Across men and women in both US and Hadza samples, controlling for sex, taller individuals spoke with a more masculine (lower) Pf, indicating longer vocal tracts. In the US sample, men who spoke with a lower Pf were taller, heavier, stronger and reported more physical aggression. Only height predicted a lower Pf when other predictors were held statistically constant via multiple regression, although the non-significance of other predictors probably reflects collinearity. For example, when height and arm strength were entered alone into a multiple regression model, both were significant predictors (p < 0.01). In the Hadza sample, taller and heavier men also spoke with a more masculine Pf, although these associations were only marginally statistically significant after Bonferroni correction for multiple tests. No measure of physical formidability significantly predicted Pf in the multiple regression model, again probably reflecting collinearity among predictor variables (0.43 < r < 0.85, for correlations among height, weight and strength).
Height significantly predicted Df only in the US dataset with both sexes included, perhaps owing to the increased sample size. Df was unrelated to any other measure of physical formidability in either US or Hadza samples.
9. Conclusion
Lower fundamental and formant frequencies in men reflect the hypertrophic growth of the male larynx [8] and its descent in the trachea a full vertebra lower than in women [57]. These pubertal changes may have evolved in order to exaggerate body size [44], but same-sex competitors and potential mates should evolve to attend to signals in proportion to the signals' reliability at communicating useful information. Our results support the notion that certain acoustic features of men's voices are honest signals of threat potential. It is possible that adult physiology and/or developmental influences such as pubertal testosterone and growth hormone affect both vocal anatomy and physical prowess. Certain psychological states (e.g. self-confidence) may also modulate the position of the larynx and vocal fold tension, and these psychological states may be related to physical formidability. These results thus help clarify widespread attributions of physical prowess to men with masculine voices. The two most sexually dimorphic acoustic features, F0 and Pf, in particular showed the strongest relationships with size, strength and testosterone levels across our samples.
Each of our samples has advantages and disadvantages, for example, greater sample size (the largest of which we are aware to explore such relationships) and tighter methodological control in the US sample versus greater ecological validity in the Hadza sample. Our results agree with some previous results and contrast with others, highlighting the need for future work to address these discrepancies. One result contrasting with previous research was the significant negative relationship that we observed in both samples between men's height and F0. We note that the zero-order correlation was not significant in the Hadza sample (though it was of greater magnitude than in the US sample: r = −0.20 versus −0.17) and suggest that the discrepancy is due to sample size. Similarly, the weighted mean correlation between men's height and F0 measured from continuous speech was approximately −0.17 across four samples reported by Sell et al. [35], yet individual sample sizes were modest (20–63), and no correlation attained statistical significance.
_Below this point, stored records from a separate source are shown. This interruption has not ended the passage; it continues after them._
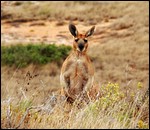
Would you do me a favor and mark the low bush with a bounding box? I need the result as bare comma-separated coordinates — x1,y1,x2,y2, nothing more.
1,44,71,67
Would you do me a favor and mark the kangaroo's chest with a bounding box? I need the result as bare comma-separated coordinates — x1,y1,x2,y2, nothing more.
68,59,88,76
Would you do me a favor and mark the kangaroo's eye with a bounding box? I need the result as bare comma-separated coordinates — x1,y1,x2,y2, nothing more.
74,38,79,42
84,39,88,42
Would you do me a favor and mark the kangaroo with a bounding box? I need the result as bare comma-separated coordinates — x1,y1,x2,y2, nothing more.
60,24,95,102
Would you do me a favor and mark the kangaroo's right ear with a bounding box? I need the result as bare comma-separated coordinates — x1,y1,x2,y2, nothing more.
69,24,78,37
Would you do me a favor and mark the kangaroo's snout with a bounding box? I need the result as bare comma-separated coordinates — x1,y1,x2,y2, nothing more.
78,43,84,51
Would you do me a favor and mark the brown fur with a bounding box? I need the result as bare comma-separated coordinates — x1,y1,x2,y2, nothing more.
60,23,94,101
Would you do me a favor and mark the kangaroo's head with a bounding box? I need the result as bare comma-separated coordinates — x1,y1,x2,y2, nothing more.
69,24,95,53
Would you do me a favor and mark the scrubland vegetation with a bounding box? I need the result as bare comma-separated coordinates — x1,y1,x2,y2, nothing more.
1,1,149,129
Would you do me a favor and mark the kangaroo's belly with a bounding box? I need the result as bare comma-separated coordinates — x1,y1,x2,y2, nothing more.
68,62,89,95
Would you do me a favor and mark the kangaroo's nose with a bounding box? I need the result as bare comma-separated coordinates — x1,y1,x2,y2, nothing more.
78,43,84,51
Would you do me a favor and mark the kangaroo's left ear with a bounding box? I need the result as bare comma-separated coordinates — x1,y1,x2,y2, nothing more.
85,26,95,37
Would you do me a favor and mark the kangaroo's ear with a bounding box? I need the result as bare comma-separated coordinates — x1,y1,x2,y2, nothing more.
85,26,95,37
69,24,78,37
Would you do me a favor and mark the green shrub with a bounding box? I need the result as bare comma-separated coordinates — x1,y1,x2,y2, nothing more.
1,44,71,67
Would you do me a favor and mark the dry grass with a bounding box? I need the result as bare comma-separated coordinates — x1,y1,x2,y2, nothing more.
1,2,149,128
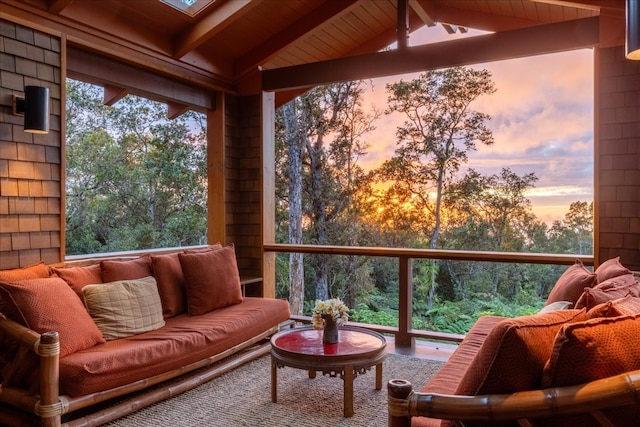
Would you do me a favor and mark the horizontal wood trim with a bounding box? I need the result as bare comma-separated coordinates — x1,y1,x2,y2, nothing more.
264,244,594,265
262,17,600,91
67,46,216,112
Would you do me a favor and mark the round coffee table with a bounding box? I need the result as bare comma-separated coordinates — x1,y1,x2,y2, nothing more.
271,326,387,417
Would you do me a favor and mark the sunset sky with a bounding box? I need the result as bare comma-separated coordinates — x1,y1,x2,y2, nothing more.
361,26,594,223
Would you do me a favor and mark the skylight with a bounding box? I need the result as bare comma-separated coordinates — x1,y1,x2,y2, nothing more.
160,0,216,16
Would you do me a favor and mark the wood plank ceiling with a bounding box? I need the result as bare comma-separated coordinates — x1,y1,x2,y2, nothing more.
0,0,625,100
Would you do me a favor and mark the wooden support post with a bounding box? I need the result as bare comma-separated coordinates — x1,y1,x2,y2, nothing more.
36,332,62,427
396,256,415,347
397,0,409,49
387,379,413,427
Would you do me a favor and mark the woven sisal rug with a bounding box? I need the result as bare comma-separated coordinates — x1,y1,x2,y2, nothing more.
106,354,442,427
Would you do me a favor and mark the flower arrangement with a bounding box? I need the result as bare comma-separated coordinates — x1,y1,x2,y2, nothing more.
313,298,349,329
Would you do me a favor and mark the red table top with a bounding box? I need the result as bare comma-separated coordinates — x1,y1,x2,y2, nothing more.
271,326,386,356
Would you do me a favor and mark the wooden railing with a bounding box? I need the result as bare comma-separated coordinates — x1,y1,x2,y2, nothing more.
264,244,593,347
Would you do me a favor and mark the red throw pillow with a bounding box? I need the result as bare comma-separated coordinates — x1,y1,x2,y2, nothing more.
151,253,187,318
596,257,631,283
178,244,242,316
576,274,640,310
455,310,587,396
545,260,598,308
0,277,105,357
0,261,49,282
100,255,153,283
53,263,103,299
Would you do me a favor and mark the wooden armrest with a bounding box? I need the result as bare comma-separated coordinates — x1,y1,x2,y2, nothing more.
387,370,640,427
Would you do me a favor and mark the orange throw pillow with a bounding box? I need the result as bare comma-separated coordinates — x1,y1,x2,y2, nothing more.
100,255,153,283
575,274,640,310
0,261,49,282
151,253,187,318
0,277,105,357
178,244,242,316
53,263,102,299
596,257,631,283
455,310,587,396
545,260,598,308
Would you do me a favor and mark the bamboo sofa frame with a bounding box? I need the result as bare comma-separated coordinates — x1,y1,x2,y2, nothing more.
387,370,640,427
0,314,291,427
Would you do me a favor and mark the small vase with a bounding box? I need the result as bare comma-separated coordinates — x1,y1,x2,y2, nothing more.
322,316,338,344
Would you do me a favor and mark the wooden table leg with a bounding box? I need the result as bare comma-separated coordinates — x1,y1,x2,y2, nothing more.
376,363,382,390
271,356,278,403
342,366,354,418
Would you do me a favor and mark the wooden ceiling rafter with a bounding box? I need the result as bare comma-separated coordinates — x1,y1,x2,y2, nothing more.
47,0,73,14
173,0,258,59
234,0,361,78
102,84,129,106
262,17,600,91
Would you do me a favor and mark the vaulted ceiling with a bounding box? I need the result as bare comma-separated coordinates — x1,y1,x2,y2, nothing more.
0,0,625,102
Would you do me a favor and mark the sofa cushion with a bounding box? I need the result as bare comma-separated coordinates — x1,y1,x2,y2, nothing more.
151,252,187,318
595,257,631,283
178,244,242,316
456,310,587,396
60,297,290,396
411,316,505,427
587,296,640,319
0,261,50,282
0,277,105,357
542,315,640,427
53,263,102,299
546,260,598,304
100,255,153,283
82,276,165,341
0,261,49,314
576,274,640,310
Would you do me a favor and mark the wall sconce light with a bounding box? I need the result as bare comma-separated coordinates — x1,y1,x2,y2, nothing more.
13,86,49,134
626,0,640,61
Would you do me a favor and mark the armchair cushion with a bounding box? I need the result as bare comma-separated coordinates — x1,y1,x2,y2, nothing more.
575,274,640,310
546,260,598,308
455,310,587,396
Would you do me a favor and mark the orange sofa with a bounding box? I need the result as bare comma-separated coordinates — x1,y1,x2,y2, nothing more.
388,258,640,427
0,245,290,426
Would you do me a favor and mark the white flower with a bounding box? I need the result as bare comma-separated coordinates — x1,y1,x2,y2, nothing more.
313,298,349,329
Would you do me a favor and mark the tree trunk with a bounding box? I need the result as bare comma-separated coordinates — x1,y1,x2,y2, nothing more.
283,100,304,314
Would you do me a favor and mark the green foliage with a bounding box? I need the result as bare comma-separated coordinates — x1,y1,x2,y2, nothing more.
66,80,207,254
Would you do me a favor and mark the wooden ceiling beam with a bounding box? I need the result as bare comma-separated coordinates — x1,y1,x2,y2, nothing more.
409,0,436,27
262,17,599,91
47,0,73,14
173,0,259,59
67,46,216,112
102,84,129,106
531,0,625,11
234,0,360,78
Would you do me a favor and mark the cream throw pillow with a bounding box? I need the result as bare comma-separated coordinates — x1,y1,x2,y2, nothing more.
82,276,165,341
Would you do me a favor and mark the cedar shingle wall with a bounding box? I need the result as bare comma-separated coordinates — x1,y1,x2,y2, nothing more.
596,47,640,270
225,95,262,288
0,20,62,269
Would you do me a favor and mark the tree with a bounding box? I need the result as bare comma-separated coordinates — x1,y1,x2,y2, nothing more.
66,80,207,254
373,67,496,307
375,67,496,248
549,202,593,255
276,82,378,303
282,101,304,314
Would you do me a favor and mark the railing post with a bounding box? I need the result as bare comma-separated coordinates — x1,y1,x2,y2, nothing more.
396,256,415,347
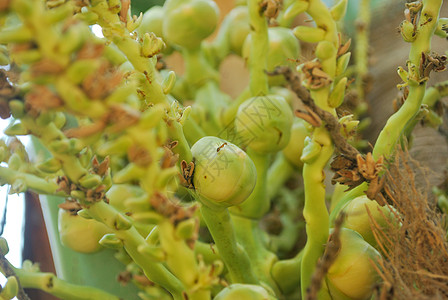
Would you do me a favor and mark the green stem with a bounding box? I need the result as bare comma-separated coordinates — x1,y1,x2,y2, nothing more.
0,167,64,196
201,205,259,284
355,0,371,113
267,153,294,199
372,0,442,160
230,148,271,220
248,0,269,96
87,201,185,300
14,268,120,300
232,215,280,296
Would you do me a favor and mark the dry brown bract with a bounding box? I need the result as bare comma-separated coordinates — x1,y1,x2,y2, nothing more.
372,151,448,300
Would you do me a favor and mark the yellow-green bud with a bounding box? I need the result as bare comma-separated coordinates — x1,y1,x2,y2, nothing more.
316,41,338,60
191,136,257,207
163,0,219,49
293,26,326,43
400,20,417,43
336,52,352,76
106,184,144,212
343,195,394,246
328,77,347,108
283,118,311,168
226,6,250,55
300,136,322,164
327,228,381,300
330,0,348,21
98,233,123,249
0,276,19,299
235,95,293,153
214,283,276,300
58,209,109,253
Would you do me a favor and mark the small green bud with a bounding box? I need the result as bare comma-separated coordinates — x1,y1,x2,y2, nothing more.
300,136,322,164
283,118,311,168
191,136,257,207
330,0,348,21
36,157,62,173
336,52,352,76
132,211,164,224
58,209,109,253
214,283,275,300
327,228,381,299
163,0,219,49
137,245,166,262
400,20,417,43
162,71,176,95
77,209,92,220
136,6,165,38
141,32,166,57
114,214,132,230
176,218,199,240
0,25,33,44
343,195,395,247
328,77,347,108
106,184,144,212
339,115,359,139
226,6,250,56
0,276,19,299
283,0,309,19
397,66,409,82
235,95,293,153
316,41,338,61
4,121,29,136
98,233,123,250
293,26,326,43
0,236,9,255
79,174,101,189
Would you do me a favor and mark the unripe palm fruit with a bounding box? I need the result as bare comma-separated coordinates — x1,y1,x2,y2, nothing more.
343,195,394,246
227,6,250,56
163,0,219,49
243,27,300,86
327,228,381,300
191,136,257,207
283,118,311,168
235,95,293,153
214,283,275,300
58,209,110,253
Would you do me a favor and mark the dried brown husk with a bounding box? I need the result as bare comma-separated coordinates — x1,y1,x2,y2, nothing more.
372,151,448,300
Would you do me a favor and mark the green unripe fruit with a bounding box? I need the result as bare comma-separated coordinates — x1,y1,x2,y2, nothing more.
235,95,293,153
214,283,275,300
163,0,219,49
400,20,417,43
227,6,250,55
191,136,257,207
243,27,300,86
58,209,110,253
343,195,394,246
283,118,311,168
327,228,381,300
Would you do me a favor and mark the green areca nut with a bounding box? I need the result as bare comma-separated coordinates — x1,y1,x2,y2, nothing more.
235,95,293,154
283,118,311,168
343,195,394,246
214,283,275,300
327,228,381,300
191,136,257,207
58,209,109,253
163,0,219,49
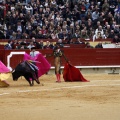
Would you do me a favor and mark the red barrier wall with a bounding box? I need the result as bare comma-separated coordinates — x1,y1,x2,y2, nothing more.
0,48,120,68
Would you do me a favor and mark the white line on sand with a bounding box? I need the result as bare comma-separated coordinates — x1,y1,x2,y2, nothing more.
0,84,120,96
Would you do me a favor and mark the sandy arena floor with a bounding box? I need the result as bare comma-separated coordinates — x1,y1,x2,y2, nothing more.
0,74,120,120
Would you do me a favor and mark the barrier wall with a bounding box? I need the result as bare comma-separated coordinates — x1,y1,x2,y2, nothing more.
0,48,120,69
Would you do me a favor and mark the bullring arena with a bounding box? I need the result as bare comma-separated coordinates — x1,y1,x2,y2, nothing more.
0,48,120,120
0,73,120,120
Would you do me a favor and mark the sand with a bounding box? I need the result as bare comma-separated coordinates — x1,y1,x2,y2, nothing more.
0,74,120,120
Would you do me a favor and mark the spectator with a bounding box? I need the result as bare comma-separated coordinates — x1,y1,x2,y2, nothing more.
4,40,13,50
112,34,120,43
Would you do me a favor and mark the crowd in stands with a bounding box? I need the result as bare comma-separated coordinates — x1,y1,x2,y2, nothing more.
0,0,120,48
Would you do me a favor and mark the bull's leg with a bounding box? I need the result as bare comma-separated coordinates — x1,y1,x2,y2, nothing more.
29,78,34,86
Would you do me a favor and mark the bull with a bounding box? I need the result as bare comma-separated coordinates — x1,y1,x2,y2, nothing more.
12,61,40,86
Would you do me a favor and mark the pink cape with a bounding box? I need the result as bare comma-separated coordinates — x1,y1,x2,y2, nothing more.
24,53,51,77
0,61,10,73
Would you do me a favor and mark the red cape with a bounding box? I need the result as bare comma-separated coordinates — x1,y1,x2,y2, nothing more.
63,63,89,82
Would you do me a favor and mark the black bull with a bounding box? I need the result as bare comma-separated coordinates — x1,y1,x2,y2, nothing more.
12,61,40,86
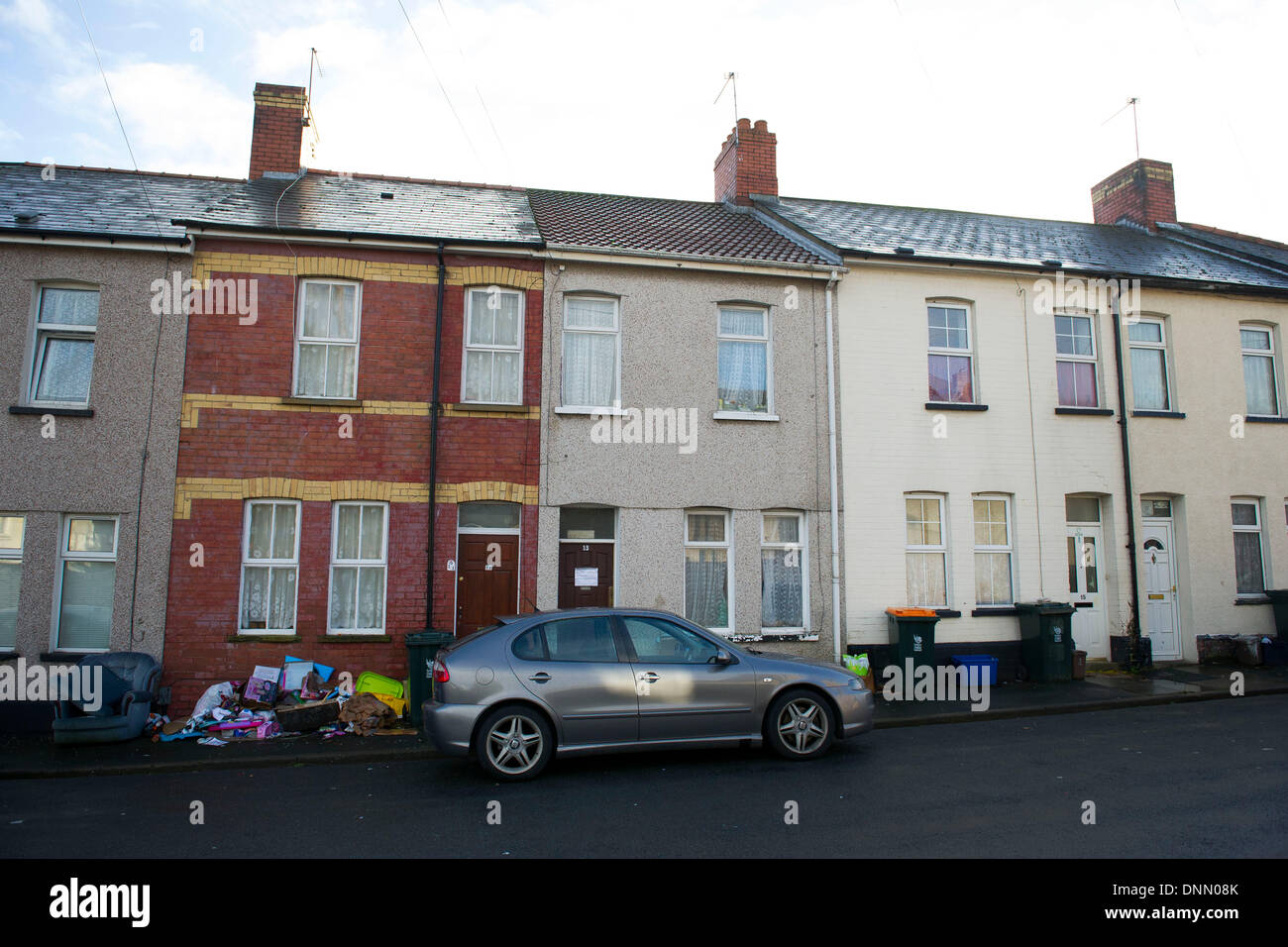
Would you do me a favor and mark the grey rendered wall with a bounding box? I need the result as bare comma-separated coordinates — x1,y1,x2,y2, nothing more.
537,262,832,656
0,244,190,664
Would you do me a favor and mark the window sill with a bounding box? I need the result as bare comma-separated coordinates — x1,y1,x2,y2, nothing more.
1055,404,1115,417
282,394,362,407
9,404,94,417
555,407,626,417
452,401,528,415
711,411,780,421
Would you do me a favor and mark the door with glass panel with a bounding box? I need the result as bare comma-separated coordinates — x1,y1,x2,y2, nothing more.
1141,515,1181,660
1064,496,1109,659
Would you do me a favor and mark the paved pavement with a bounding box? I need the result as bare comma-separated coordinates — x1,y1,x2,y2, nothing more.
0,695,1288,858
0,665,1288,780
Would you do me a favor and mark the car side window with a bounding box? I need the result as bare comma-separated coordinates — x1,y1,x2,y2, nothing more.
540,614,617,661
622,616,717,665
511,626,546,661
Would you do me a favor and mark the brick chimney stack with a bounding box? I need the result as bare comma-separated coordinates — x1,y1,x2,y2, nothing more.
1091,158,1176,232
715,119,778,206
249,82,308,180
Future research should explore additional correlates of physical competitive ability (e.g. past success in fights and peer rankings of physical formidability), particularly in traditional societies. Future work should especially address F0 − s.d., as little evidence is available on this promising acoustic parameter, and should explore the utility of Pf as an inverse measure of apparent vocal tract length and vocal masculinity. In unisex samples, within-sex means and standard deviations may be used in calculating Pf values; doing so had a minimal effect on the present results. Finally, researchers should continue to investigate the information content of these acoustic parameters across non-human primates.
References
- 1.Green S. M. 1981. Sex differences and age gradations in vocalizations of Japanese and lion-tailed monkey. Am. Zool. 21, 165–184 [Google Scholar]
- 2.Rendall D., Kollias S., Ney C., Lloyd P. 2005. Pitch (F0) and formant profiles of human vowels and vowel-like baboon grunts: the role of vocalizer body size and voice-acoustic allometry. J. Acoust. Soc. Am. 117, 944–955 10.1121/1.1848011 (doi:10.1121/1.1848011) [DOI] [PubMed] [Google Scholar]
- 3.Mitani J. C., Gros-Louis J. 1995. Species and sex differences in the screams of chimpanzees and bonobos. Int. J. Primatol. 16, 393–411 10.1007/BF02735794 (doi:10.1007/BF02735794) [DOI] [Google Scholar]
- 4.Childers D. G., Wu K. 1991. Gender recognition from speech. II. fine analysis. J. Acoust. Soc. Am. 90, 1841–1856 10.1121/1.401664 (doi:10.1121/1.401664) [DOI] [PubMed] [Google Scholar]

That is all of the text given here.